Tohono O'odham artist and community leader from Arizona (1973–2024)

Terrol Dew Johnson (1973–2024) was a Tohono O'odham basket maker, sculptor, and health advocate, who promoted Indigenous food sovereignty to promote health and prevent diabetes.

==Background==
Terrol Dew Johnson was Tohono O'odham from Sells, Arizona. Johnson began weaving at the age of ten. "It was the only thing I was good at," the artist has been quoted as saying, "I've always been touchy-feely and good with my hands—I could do this with my hands, and it was fun!" His parents, particularly his mother Betty Ann Pancho, actively encouraged his interest in basketry.

==Basketry==
Johnson used plant materials historically used by his tribe in his work in experimental weaves, forms, and techniques. One of his pieces, Quilt Basket, is a virtuoso display of different weaving techniques, suspended from a single branch.
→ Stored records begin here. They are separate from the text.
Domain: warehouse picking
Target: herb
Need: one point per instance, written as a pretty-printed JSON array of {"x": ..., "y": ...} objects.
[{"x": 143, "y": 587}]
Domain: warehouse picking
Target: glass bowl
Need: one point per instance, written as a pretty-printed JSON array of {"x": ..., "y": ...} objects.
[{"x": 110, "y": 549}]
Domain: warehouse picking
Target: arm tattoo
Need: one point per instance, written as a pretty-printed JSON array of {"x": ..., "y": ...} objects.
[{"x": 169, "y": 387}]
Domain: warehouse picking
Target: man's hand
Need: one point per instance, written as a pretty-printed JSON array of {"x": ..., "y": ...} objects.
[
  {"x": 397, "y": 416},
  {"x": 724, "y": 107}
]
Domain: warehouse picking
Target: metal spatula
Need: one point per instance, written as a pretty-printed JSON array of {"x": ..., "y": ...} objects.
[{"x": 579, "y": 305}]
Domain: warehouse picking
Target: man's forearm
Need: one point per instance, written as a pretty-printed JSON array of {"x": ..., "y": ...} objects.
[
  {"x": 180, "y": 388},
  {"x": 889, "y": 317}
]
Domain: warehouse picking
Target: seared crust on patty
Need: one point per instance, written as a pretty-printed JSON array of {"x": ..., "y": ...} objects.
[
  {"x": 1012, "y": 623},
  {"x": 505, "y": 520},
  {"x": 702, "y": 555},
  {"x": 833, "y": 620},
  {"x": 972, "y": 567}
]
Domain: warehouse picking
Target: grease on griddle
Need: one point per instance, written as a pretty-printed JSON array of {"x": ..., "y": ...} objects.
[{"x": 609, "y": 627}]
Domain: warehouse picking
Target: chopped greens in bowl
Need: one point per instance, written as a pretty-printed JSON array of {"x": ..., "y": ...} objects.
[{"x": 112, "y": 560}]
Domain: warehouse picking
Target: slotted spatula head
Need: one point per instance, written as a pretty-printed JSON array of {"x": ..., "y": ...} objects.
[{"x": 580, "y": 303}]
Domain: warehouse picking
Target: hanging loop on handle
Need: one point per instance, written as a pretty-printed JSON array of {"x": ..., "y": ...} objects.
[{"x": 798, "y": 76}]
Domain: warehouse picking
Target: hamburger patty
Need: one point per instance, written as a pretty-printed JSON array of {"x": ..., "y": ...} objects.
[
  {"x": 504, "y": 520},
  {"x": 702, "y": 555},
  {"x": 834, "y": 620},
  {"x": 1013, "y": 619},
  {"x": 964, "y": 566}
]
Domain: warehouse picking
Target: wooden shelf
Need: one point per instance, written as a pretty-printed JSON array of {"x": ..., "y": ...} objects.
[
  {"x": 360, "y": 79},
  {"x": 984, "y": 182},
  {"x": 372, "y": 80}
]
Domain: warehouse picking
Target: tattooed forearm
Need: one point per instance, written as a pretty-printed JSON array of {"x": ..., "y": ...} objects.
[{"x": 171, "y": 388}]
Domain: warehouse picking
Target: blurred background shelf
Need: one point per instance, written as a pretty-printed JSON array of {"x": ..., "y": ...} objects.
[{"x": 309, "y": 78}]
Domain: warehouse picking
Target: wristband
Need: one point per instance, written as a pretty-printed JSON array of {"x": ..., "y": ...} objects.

His materials include bear grass, yucca, devil's claw, and gourds. He was most known for his gourd baskets, in which pieces of the gourd are cut away and the negative space is filled with finely woven bear grass.

In 2016, Johnson collaborated with the Aranda\Lasch architectural studio on an exhibition at the Tucson Museum of Contemporary Art entitled "Meeting the Clouds Halfway," which combined traditional designs using natural desert materials with computer-generated patterns.

Johnson won major top awards at Santa Fe Indian Market, O'odham Tash (the Tohono O'odham annual festival held in February), the Heard Museum Guild Fair, and the Southwest Museum's Indian Art Fair.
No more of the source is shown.